Deeply Trivial: Statistics Sunday: Welcome to Sentiment Analysis with "Hotel California"

Welcome to the Hotel California As promised in last week's post, this week: sentiment analysis, also with song lyrics.

Sentiment analysis is a method of natural language processing that involves classifying words in a document based on whether a word is positive or negative, or whether it is related to a set of basic human emotions; the exact results differ based on the sentiment analysis method selected. The tidytext R package has 4 different sentiment analysis methods:

"AFINN" for Finn Årup Nielsen - which classifies words from -5 to +5 in terms of negative or positive valence
"bing" for Bing Liu and colleagues - which classifies words as either positive or negative
"loughran" for Loughran-McDonald - mostly for financial and nonfiction works, which classifies as positive or negative, as well as topics of uncertainty, litigious, modal, and constraining
"nrc" for the NRC lexicon - which classifies words into eight basic emotions (anger, fear, anticipation, trust, surprise, sadness, joy, and disgust) as well as positive or negative sentiment

Sentiment analysis works on unigrams - single words - but you can aggregate across multiple words to look at sentiment across a text.

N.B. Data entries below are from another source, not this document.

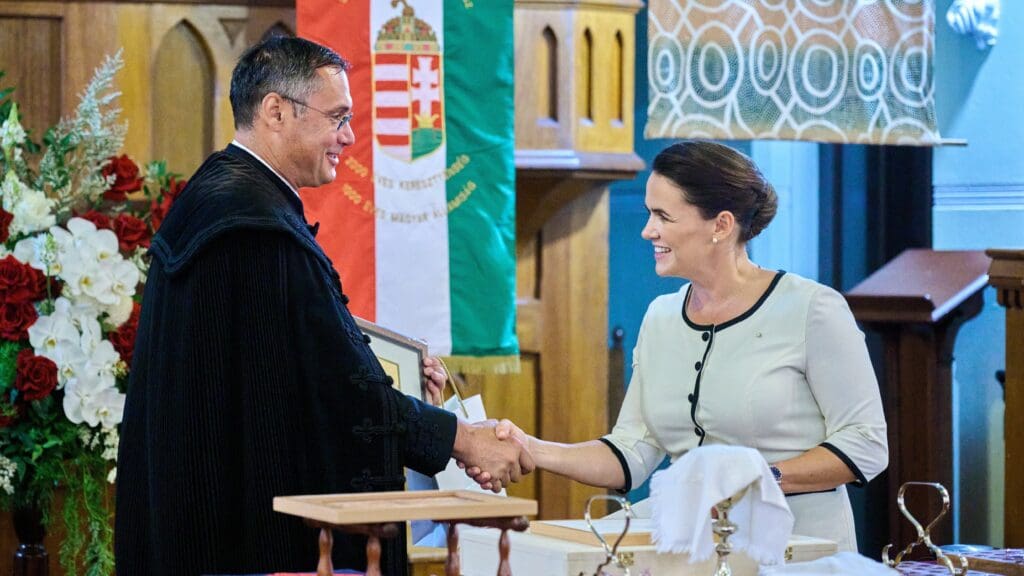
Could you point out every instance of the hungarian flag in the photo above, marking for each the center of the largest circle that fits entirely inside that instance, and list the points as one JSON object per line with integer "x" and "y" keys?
{"x": 421, "y": 219}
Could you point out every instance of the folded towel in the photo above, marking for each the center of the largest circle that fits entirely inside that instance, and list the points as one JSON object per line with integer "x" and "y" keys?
{"x": 842, "y": 564}
{"x": 683, "y": 494}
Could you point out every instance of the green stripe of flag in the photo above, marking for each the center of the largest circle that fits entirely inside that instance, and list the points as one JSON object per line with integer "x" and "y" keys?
{"x": 478, "y": 109}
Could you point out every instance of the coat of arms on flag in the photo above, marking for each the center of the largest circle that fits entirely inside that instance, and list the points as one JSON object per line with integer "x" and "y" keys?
{"x": 421, "y": 218}
{"x": 408, "y": 87}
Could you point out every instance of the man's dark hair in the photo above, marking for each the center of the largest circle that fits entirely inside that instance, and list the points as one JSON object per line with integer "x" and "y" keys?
{"x": 715, "y": 177}
{"x": 281, "y": 64}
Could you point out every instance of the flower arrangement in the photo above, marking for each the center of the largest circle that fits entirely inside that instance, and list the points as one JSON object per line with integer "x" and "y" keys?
{"x": 73, "y": 241}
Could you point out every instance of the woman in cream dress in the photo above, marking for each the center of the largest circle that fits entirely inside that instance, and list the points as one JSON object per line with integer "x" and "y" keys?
{"x": 738, "y": 356}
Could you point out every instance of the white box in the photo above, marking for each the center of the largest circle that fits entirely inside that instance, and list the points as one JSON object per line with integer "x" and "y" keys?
{"x": 532, "y": 554}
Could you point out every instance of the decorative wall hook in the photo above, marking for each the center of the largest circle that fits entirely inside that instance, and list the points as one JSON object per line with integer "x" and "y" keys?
{"x": 611, "y": 553}
{"x": 924, "y": 534}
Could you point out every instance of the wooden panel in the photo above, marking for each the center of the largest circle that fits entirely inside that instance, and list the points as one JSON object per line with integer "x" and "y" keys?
{"x": 1007, "y": 276}
{"x": 534, "y": 127}
{"x": 612, "y": 34}
{"x": 182, "y": 119}
{"x": 574, "y": 361}
{"x": 30, "y": 54}
{"x": 1014, "y": 515}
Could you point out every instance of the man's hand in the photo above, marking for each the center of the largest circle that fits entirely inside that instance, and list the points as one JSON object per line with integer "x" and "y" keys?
{"x": 504, "y": 430}
{"x": 504, "y": 461}
{"x": 433, "y": 380}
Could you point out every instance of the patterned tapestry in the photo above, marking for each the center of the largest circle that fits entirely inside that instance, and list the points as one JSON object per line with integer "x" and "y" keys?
{"x": 837, "y": 71}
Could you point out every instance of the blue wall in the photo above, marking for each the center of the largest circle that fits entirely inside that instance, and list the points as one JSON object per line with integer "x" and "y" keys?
{"x": 979, "y": 203}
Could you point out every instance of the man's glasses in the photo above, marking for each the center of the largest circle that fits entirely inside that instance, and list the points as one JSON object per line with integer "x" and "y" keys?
{"x": 342, "y": 120}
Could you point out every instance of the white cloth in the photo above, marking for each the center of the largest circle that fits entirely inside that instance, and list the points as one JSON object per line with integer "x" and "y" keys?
{"x": 683, "y": 495}
{"x": 790, "y": 374}
{"x": 842, "y": 564}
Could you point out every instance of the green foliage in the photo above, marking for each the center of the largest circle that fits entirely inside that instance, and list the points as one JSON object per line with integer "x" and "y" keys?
{"x": 8, "y": 364}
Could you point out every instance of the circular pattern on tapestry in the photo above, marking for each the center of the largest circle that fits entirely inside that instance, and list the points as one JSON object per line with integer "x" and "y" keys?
{"x": 666, "y": 65}
{"x": 818, "y": 72}
{"x": 714, "y": 67}
{"x": 767, "y": 65}
{"x": 869, "y": 64}
{"x": 909, "y": 72}
{"x": 823, "y": 10}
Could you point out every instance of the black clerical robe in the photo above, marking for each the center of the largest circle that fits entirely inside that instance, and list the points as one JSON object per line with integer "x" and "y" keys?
{"x": 250, "y": 380}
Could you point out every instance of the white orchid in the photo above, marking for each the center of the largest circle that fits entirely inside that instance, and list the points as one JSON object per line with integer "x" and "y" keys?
{"x": 11, "y": 132}
{"x": 31, "y": 209}
{"x": 50, "y": 333}
{"x": 94, "y": 401}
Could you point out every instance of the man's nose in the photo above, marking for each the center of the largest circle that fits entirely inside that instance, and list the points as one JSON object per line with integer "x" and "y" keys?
{"x": 346, "y": 135}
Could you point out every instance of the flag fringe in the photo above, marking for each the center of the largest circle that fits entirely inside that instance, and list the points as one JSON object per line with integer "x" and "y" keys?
{"x": 483, "y": 364}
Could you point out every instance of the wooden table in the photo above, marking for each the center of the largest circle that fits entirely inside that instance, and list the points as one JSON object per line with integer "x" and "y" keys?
{"x": 382, "y": 515}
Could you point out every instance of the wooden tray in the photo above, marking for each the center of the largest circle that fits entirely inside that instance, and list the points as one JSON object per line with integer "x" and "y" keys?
{"x": 375, "y": 507}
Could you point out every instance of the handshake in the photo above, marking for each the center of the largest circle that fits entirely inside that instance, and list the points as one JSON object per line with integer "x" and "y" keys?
{"x": 494, "y": 454}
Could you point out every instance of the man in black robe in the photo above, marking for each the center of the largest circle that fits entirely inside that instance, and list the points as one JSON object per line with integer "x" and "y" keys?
{"x": 250, "y": 378}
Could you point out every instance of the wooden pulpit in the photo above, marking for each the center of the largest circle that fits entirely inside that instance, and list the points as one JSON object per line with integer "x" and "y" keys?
{"x": 918, "y": 302}
{"x": 1007, "y": 276}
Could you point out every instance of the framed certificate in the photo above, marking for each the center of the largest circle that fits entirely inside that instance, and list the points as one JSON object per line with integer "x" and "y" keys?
{"x": 400, "y": 356}
{"x": 401, "y": 359}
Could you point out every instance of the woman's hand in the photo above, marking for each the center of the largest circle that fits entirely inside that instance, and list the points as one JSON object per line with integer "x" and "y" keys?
{"x": 433, "y": 380}
{"x": 505, "y": 430}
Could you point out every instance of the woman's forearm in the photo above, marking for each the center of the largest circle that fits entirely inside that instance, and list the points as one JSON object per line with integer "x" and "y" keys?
{"x": 814, "y": 470}
{"x": 590, "y": 462}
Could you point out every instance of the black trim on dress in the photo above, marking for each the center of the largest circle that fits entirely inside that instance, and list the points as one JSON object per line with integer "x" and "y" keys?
{"x": 849, "y": 463}
{"x": 622, "y": 461}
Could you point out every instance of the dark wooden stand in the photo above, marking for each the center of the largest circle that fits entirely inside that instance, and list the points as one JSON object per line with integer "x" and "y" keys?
{"x": 1007, "y": 275}
{"x": 918, "y": 302}
{"x": 375, "y": 532}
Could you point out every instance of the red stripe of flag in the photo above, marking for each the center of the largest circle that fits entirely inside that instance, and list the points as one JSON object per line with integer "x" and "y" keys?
{"x": 344, "y": 207}
{"x": 391, "y": 113}
{"x": 392, "y": 140}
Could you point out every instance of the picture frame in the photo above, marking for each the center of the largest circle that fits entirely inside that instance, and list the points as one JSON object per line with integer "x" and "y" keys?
{"x": 400, "y": 356}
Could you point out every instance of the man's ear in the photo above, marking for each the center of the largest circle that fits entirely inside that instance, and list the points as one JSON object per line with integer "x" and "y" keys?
{"x": 271, "y": 110}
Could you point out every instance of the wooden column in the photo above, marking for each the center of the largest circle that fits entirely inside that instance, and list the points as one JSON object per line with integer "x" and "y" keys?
{"x": 1007, "y": 276}
{"x": 919, "y": 302}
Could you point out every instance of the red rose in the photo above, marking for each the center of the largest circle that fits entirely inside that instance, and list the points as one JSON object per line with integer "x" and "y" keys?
{"x": 99, "y": 219}
{"x": 126, "y": 177}
{"x": 5, "y": 218}
{"x": 37, "y": 376}
{"x": 15, "y": 318}
{"x": 131, "y": 232}
{"x": 124, "y": 337}
{"x": 19, "y": 282}
{"x": 8, "y": 413}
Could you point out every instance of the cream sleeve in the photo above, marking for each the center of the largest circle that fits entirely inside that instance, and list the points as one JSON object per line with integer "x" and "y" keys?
{"x": 638, "y": 451}
{"x": 843, "y": 382}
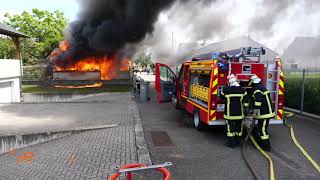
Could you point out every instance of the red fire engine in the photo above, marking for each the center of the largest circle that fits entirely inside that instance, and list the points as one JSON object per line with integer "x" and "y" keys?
{"x": 197, "y": 88}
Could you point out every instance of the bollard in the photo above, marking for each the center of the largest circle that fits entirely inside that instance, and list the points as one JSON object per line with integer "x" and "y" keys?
{"x": 144, "y": 91}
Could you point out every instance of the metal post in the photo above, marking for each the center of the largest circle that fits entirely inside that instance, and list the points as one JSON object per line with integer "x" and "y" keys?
{"x": 302, "y": 91}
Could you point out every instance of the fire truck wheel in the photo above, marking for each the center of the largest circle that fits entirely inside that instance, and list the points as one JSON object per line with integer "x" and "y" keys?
{"x": 197, "y": 122}
{"x": 175, "y": 102}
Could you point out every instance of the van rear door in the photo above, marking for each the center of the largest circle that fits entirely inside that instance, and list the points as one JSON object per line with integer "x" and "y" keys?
{"x": 165, "y": 83}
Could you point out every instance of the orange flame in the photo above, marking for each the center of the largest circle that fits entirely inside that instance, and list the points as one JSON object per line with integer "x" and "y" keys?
{"x": 64, "y": 45}
{"x": 106, "y": 65}
{"x": 125, "y": 65}
{"x": 95, "y": 85}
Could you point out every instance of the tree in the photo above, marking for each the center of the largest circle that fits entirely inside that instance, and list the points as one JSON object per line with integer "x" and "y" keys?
{"x": 7, "y": 48}
{"x": 44, "y": 28}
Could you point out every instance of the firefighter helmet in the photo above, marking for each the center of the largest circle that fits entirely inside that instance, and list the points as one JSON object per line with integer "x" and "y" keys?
{"x": 254, "y": 79}
{"x": 232, "y": 80}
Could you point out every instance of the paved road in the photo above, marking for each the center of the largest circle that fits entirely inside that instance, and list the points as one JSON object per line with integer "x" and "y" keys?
{"x": 202, "y": 155}
{"x": 94, "y": 153}
{"x": 103, "y": 109}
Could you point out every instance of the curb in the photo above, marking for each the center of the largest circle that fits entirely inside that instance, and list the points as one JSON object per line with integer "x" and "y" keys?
{"x": 141, "y": 143}
{"x": 303, "y": 113}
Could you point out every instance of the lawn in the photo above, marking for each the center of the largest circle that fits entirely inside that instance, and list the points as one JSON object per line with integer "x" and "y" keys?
{"x": 310, "y": 75}
{"x": 50, "y": 89}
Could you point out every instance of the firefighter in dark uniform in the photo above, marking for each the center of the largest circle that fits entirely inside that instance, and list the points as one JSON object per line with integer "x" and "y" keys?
{"x": 263, "y": 111}
{"x": 235, "y": 100}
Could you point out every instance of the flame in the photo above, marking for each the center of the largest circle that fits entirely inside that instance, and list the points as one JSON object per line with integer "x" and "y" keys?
{"x": 64, "y": 45}
{"x": 103, "y": 65}
{"x": 106, "y": 65}
{"x": 95, "y": 85}
{"x": 125, "y": 65}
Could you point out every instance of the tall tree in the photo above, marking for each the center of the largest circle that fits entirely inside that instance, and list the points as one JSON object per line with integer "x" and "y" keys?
{"x": 7, "y": 48}
{"x": 44, "y": 28}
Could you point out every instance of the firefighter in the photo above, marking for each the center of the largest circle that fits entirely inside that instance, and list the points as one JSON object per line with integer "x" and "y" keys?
{"x": 234, "y": 96}
{"x": 263, "y": 111}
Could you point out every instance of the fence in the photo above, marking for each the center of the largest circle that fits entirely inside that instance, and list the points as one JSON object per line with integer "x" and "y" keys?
{"x": 33, "y": 73}
{"x": 302, "y": 87}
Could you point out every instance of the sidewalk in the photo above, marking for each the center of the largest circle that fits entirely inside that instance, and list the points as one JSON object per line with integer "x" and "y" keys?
{"x": 94, "y": 154}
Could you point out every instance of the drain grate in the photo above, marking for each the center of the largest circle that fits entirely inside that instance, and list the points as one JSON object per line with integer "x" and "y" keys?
{"x": 161, "y": 138}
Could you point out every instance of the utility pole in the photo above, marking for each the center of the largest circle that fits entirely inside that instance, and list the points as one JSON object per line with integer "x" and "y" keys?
{"x": 302, "y": 90}
{"x": 172, "y": 41}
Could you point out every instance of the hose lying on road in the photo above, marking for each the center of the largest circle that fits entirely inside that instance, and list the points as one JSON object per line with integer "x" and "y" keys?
{"x": 271, "y": 168}
{"x": 294, "y": 139}
{"x": 243, "y": 148}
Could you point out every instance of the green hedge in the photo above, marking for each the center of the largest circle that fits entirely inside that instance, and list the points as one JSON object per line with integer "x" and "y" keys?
{"x": 311, "y": 94}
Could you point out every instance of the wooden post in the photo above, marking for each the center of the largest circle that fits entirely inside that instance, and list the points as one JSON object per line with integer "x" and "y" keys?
{"x": 17, "y": 44}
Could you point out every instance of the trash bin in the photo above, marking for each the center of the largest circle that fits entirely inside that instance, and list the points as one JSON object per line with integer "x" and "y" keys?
{"x": 144, "y": 91}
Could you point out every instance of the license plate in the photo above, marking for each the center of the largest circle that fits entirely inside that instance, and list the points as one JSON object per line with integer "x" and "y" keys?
{"x": 220, "y": 108}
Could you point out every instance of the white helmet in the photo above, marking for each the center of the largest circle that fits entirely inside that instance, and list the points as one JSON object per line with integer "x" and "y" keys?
{"x": 232, "y": 80}
{"x": 254, "y": 79}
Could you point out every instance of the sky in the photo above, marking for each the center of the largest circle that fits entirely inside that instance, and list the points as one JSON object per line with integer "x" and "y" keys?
{"x": 68, "y": 7}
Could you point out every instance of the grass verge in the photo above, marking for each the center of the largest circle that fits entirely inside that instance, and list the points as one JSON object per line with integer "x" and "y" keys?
{"x": 50, "y": 89}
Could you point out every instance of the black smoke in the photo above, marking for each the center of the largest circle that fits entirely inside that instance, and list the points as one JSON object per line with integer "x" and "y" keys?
{"x": 105, "y": 27}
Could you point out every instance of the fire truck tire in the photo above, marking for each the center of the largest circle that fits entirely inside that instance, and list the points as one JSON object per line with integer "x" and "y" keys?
{"x": 198, "y": 124}
{"x": 175, "y": 102}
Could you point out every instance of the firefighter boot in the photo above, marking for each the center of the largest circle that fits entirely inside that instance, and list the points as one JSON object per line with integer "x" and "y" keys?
{"x": 231, "y": 142}
{"x": 265, "y": 144}
{"x": 238, "y": 140}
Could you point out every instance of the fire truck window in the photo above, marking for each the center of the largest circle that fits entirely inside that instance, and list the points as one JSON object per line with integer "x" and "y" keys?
{"x": 171, "y": 76}
{"x": 198, "y": 81}
{"x": 163, "y": 73}
{"x": 166, "y": 74}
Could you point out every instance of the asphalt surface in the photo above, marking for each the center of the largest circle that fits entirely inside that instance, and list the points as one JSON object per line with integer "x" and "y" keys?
{"x": 85, "y": 155}
{"x": 202, "y": 155}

To demonstrate sentiment analysis, I'll use one of my favorite songs: "Hotel California" by the Eagles.

I know, I know.

The Dude has had a rough night and he hates the f'ing Eagles.

Using similar code as last week, let's pull in the lyrics of the song.

library(geniusR)
library(tidyverse)

hotel_calif <- genius_lyrics(artist = "Eagles", song = "Hotel California") %>%
  mutate(line = row_number())

First, we'll chop up these 43 lines into individual words, using the tidytext package and unnest_tokens function.

library(tidytext)
tidy_hc <- hotel_calif %>%
  unnest_tokens(word,lyric)

This is also probably the point I would remove stop words with anti_join. But these common words are very unlikely to have a sentiment attached to them, so I'll leave them in, knowing they'll be filtered out anyway by this analysis. We have 4 lexicons to choose from. Loughran is more financial and textual, but we'll still see how well it can classify the words anyway. First, let's create a data frame of our 4 sentiment lexicons.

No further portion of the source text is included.